I fell in love with Apple in 2008, from the day I ditched my Palm Treo 680 for an iPhone 3G. The iPhone was made of glass and shiny black curved plastic. It perfectly fit in my hand. It came with a revolutionary App Store. It made my Treo feel like an antiquated brick.
Sure, I had owned several iPods. But I was never interested in Apple computers. I and so many others mocked the Mac for being closed off, restrictive, and cultish.
The iPhone changed my view of Apple and of Macs. I soon built a Hackintosh on a Dell Mini 10v netbook. Before I knew it, I was working in my local Apple store after graduating high school. I arrived at 5am to work the exhilarating iPhone 4 launch. I greeted customers with a first-gen iPad in hand. I bought my first of many Macbooks. I joined the cult.
It’s dangerous to fall in love with a company. When Steve passed in 2011, Apple’s culture and leadership began to change. Instead of a relentless focus on product innovation and customer delight, priorities shifted to maximizing growth and extracting more revenue per user.
Apple has morphed into what it once opposed. Apple is now the Goliath, the new Big Blue, the monopoly.
Much has been written about Apple’s anti-competitive, walled garden, and monopolistic tendencies. My first instinct was always to jump to Apple’s defense. But lately I’ve been thinking about the big picture, about what our world today would look like if Apple behaved different.
I’ve ultimately concluded that Apple is strangling hardware and software innovation and stifling human creativity. This is why I am falling out of love with Apple.
This post is the first in a three-part series. This week, we will discuss software and services. Next week, hardware and accessories. And the week after, content and conclusions.
Part 1: Software and Services
Apple’s 30% App Store tax is well documented and discussed. Coalition for App Fairness estimates that Apple generates over $15B per year in revenue from fees on app purchases and in-app payments. We can argue that this fee is too high and we can argue that developers should be allowed to implement alternative purchase methods. We can file antitrust cases against Apple and we can publicly pressure them to reduce this fee. Some of these efforts may be successful. But does this address the true problem?
I believe the Apple tax distracts us from the major issue: the harsh technical restrictions that Apple places on third party apps and services. These restrictions make it difficult for entrepreneurs to compete with Apple’s native offerings, ensuring that their apps will always be handicapped.
These technical restrictions are more than merely anticompetitive; they are anti-innovation. Below are some examples.
Restricting Default Apps
With the recent introduction of iOS 14, Apple now allows users to change their default email and browser apps. For example, users can now set Gmail as their default email client and Chrome as their default web browser.
But all other app categories are straight outta luck. Messaging apps like Telegram and Signal cannot replace Apple’s Messages. Calendar apps like Fantastical cannot replace Apple’s Calendar. Camera apps like Halide cannot replace Apple’s Camera. Music apps like Spotify and Pandora cannot replace Apple Music.

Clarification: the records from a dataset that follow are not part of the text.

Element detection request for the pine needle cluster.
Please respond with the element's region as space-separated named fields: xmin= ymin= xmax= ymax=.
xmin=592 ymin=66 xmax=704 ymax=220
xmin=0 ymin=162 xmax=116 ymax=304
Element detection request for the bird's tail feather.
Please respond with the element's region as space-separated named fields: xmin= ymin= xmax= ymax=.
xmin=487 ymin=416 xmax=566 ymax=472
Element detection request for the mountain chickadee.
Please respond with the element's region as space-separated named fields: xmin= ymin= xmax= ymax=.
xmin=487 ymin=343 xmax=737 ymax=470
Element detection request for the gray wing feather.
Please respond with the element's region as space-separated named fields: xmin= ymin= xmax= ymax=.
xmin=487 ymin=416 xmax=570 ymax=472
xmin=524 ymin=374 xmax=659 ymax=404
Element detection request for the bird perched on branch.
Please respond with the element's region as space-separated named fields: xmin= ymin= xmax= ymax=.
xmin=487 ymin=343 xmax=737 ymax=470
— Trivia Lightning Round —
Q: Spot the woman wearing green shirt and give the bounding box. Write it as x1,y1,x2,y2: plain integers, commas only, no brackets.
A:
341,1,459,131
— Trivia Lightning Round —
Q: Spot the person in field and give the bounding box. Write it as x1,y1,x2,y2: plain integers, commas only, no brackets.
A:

If an entrepreneur creates an incredibly powerful Siri competitor, she cannot set it as the default virtual assistant. The app would be crippled before it even launches, as the only way to access it would be via a workaround through a widget, shortcut, or – amusingly – via Siri.

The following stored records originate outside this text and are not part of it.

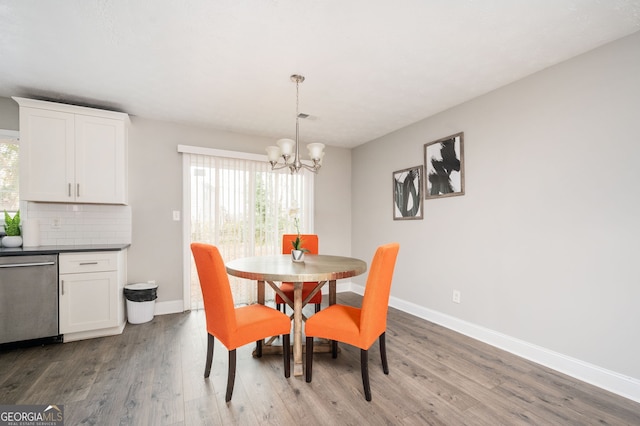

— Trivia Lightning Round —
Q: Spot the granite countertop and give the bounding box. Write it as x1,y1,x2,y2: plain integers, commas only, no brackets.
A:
0,244,131,256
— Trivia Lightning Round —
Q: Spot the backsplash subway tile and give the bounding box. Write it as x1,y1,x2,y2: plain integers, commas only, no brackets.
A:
21,202,131,246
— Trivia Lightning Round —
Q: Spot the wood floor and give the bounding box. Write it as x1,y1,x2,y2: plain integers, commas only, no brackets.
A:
0,293,640,426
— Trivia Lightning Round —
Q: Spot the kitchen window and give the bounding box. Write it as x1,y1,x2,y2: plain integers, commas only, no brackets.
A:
0,130,20,212
178,145,314,309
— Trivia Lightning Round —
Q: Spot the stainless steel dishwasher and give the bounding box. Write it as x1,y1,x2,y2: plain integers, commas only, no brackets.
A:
0,254,59,344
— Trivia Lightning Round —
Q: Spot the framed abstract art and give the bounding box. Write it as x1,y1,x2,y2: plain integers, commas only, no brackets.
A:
424,132,464,199
393,165,424,220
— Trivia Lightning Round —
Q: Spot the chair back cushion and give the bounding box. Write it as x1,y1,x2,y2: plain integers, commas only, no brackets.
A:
360,243,400,347
282,234,318,254
191,243,237,347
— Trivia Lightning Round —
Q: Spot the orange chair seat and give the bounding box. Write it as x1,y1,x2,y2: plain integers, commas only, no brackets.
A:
304,305,362,349
276,282,322,304
229,304,291,349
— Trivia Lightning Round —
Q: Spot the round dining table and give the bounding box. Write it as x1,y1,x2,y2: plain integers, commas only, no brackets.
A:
226,254,367,376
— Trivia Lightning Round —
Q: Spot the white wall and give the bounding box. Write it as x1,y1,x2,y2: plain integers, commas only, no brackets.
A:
352,33,640,398
128,117,351,306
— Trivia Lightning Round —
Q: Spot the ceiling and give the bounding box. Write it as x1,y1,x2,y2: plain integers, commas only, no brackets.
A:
0,0,640,147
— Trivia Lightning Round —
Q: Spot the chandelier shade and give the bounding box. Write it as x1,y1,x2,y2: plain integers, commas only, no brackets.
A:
267,74,324,174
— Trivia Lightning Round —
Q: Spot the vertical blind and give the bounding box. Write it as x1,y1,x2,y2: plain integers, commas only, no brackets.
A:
184,151,313,309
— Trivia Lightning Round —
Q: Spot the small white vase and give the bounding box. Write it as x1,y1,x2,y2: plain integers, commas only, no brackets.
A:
2,235,22,247
291,250,304,262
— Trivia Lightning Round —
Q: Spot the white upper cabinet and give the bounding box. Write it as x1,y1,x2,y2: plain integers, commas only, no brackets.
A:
13,97,129,204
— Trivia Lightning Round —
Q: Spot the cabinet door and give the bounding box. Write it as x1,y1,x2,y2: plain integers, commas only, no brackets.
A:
74,115,127,204
60,271,118,334
20,107,75,202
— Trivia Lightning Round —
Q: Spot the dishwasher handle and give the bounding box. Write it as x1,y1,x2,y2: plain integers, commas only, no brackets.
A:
0,262,56,268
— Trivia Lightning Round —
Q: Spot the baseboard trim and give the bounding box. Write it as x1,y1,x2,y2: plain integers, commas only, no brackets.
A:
343,284,640,402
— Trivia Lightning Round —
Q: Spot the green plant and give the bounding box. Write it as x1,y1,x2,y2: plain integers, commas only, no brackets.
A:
291,218,309,253
4,210,20,237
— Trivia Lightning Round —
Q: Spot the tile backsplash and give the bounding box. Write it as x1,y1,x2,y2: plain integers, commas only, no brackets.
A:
20,201,131,246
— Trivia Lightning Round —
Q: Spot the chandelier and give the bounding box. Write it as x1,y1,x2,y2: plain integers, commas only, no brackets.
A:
267,74,324,174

I believe this is one of the reasons we’ve seen little innovation in certain app categories like virtual assistants and no innovation in prohibited app categories like phone-app alternatives. Why should Apple decide what categories of apps are allowed to succeed?
Crippling Competing Technologies
When Apple effectively cripples technologies that might compete with its core offerings, Apple is hampering innovation and harming entire industries.

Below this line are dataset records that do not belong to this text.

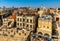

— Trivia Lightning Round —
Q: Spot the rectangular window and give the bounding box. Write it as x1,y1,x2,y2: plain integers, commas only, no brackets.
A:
56,18,59,21
17,18,19,21
20,18,22,22
27,19,29,22
30,25,32,28
30,19,32,23
23,19,25,22
20,23,22,26
17,23,19,25
26,24,29,27
23,23,25,26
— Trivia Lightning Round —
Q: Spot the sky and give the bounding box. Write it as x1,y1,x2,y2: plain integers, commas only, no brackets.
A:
0,0,60,8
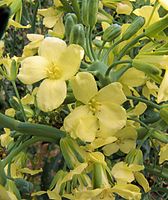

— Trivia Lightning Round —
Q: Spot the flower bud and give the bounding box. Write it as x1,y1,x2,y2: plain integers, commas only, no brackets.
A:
65,13,77,40
69,24,85,47
81,0,99,27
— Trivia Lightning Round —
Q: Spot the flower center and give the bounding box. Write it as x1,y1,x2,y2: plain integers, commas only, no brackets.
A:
88,98,101,114
47,63,62,79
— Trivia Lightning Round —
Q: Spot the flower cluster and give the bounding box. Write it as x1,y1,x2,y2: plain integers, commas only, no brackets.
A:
0,0,168,200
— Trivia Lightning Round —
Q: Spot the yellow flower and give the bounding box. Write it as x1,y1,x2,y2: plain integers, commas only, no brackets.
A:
159,144,168,164
64,72,126,142
18,37,83,112
0,128,13,148
158,0,168,10
103,126,137,156
102,0,135,15
22,34,44,57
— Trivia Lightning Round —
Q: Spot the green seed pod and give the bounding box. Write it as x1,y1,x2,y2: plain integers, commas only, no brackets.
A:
103,24,121,42
0,6,10,39
65,13,77,40
132,59,162,75
69,24,85,47
122,16,145,41
92,163,109,189
145,15,168,37
125,149,143,165
159,108,168,124
81,0,99,27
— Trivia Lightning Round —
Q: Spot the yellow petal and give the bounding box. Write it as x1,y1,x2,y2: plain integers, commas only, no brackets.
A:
43,16,57,28
37,79,67,112
158,0,168,10
71,72,98,104
39,37,66,63
53,16,65,39
18,56,49,84
134,172,150,192
103,142,120,156
157,70,168,103
57,44,84,80
95,82,126,105
87,137,117,150
96,103,126,131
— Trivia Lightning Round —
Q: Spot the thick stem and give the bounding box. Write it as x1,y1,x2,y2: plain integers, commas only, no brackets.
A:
127,96,161,110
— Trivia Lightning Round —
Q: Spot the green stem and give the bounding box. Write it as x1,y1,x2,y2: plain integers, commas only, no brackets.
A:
88,27,97,61
86,28,94,61
145,165,168,179
137,129,154,149
117,33,145,60
2,137,54,167
71,0,80,22
127,96,161,110
146,1,158,27
97,41,106,59
105,60,131,76
11,81,27,121
0,113,66,143
60,0,73,13
103,40,122,61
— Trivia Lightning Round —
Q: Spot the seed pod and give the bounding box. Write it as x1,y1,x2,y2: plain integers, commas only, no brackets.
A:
92,163,109,189
103,24,121,42
145,15,168,37
65,13,77,40
122,16,145,41
125,149,143,165
0,6,10,39
81,0,99,27
69,24,85,47
132,59,162,75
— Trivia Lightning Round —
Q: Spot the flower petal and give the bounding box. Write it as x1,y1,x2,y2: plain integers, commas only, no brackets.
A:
39,37,66,63
37,79,67,112
57,44,84,80
18,56,49,84
95,82,126,105
96,103,127,131
71,72,98,104
103,142,119,156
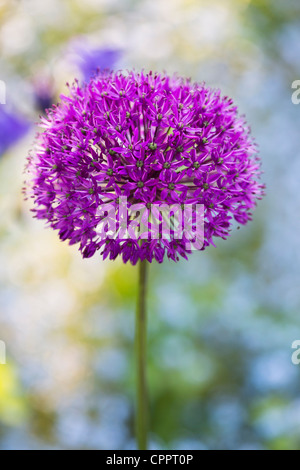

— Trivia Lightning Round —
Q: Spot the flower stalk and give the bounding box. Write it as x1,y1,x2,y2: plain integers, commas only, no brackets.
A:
135,261,148,450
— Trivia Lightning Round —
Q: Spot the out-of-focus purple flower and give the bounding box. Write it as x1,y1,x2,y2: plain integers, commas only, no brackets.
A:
33,76,55,113
27,72,263,264
75,44,121,82
0,106,30,156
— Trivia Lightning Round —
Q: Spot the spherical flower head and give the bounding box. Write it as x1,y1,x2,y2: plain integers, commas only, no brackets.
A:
26,72,263,264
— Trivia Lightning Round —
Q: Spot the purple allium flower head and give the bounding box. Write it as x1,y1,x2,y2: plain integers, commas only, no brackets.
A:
75,44,120,82
0,106,29,156
27,72,263,264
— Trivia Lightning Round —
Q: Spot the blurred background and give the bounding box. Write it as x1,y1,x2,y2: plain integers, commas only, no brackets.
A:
0,0,300,450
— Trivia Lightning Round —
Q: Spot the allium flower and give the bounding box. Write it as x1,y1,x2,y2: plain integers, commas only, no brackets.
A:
0,105,29,156
27,72,263,264
75,44,120,82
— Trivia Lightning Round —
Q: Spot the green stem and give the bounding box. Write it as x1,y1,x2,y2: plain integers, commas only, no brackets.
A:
135,261,148,450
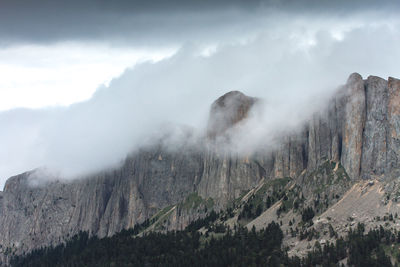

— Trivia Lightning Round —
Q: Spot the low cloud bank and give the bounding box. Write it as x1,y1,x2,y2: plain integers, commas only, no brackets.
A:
0,18,400,189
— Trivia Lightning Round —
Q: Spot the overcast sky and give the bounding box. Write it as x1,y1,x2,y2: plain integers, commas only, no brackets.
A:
0,0,400,187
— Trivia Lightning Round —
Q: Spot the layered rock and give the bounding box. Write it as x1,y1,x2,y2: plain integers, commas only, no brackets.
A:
0,74,400,264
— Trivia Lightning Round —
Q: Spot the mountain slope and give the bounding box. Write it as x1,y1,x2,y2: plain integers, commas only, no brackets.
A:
0,74,400,266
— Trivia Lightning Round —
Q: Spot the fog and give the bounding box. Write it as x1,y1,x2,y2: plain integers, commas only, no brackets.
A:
0,13,400,191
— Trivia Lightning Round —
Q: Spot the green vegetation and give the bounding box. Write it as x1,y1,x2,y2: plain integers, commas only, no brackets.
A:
11,222,290,267
180,192,214,213
238,177,290,221
11,219,400,267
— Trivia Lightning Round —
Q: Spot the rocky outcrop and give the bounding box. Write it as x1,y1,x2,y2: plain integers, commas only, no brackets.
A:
0,74,400,264
207,91,258,139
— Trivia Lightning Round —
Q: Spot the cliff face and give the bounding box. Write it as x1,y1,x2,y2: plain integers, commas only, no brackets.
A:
0,74,400,258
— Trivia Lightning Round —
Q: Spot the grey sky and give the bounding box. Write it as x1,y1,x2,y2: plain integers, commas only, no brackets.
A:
0,0,400,46
0,0,400,187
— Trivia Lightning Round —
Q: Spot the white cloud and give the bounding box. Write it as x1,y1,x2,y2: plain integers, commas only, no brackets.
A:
0,15,400,191
0,43,176,110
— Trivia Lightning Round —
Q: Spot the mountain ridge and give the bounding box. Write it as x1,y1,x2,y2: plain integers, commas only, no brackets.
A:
0,73,400,262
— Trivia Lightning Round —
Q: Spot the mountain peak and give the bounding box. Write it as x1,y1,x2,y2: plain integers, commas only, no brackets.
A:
207,91,258,138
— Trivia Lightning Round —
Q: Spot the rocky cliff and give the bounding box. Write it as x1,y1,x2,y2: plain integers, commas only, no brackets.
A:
0,73,400,260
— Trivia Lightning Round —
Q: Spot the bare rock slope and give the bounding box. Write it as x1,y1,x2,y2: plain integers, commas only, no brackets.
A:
0,74,400,262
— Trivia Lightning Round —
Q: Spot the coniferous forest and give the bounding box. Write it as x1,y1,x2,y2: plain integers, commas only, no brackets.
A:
11,218,400,267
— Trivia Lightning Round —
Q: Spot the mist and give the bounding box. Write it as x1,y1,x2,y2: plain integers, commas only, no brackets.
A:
0,12,400,187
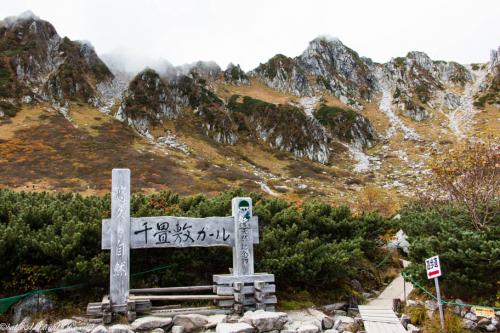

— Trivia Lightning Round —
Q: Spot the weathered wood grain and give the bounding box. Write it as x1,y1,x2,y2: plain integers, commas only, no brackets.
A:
213,273,274,284
231,197,254,275
101,216,259,250
109,169,130,308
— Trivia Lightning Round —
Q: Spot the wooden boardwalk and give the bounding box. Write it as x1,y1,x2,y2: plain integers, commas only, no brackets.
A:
359,305,407,333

One clear example is Apple’s policies towards Bitcoin and cryptocurrencies. Apple currently allows wallets and exchanges in the App Store, but prevents most other use cases.
Coinbase’s Brian Armstrong posted a tweetstorm back in September about the company’s run-ins with Apple. Highlights below:
Even if you don’t like Coinbase as a company, think Bitcoin is akin to tulips, or think DeFi and Dapps are scammy, you must recognize that if Apple can do this to Coinbase, it can do this to any app.
Allowing people to earn money via Bitcoin or cryptocurrencies could circumvent Apple’s 30% App Store tax. And allowing access to decentralized applications could allow the App Store to be circumvented entirely. In this instance, Apple’s policies threaten an emerging industry. What other industries are affected?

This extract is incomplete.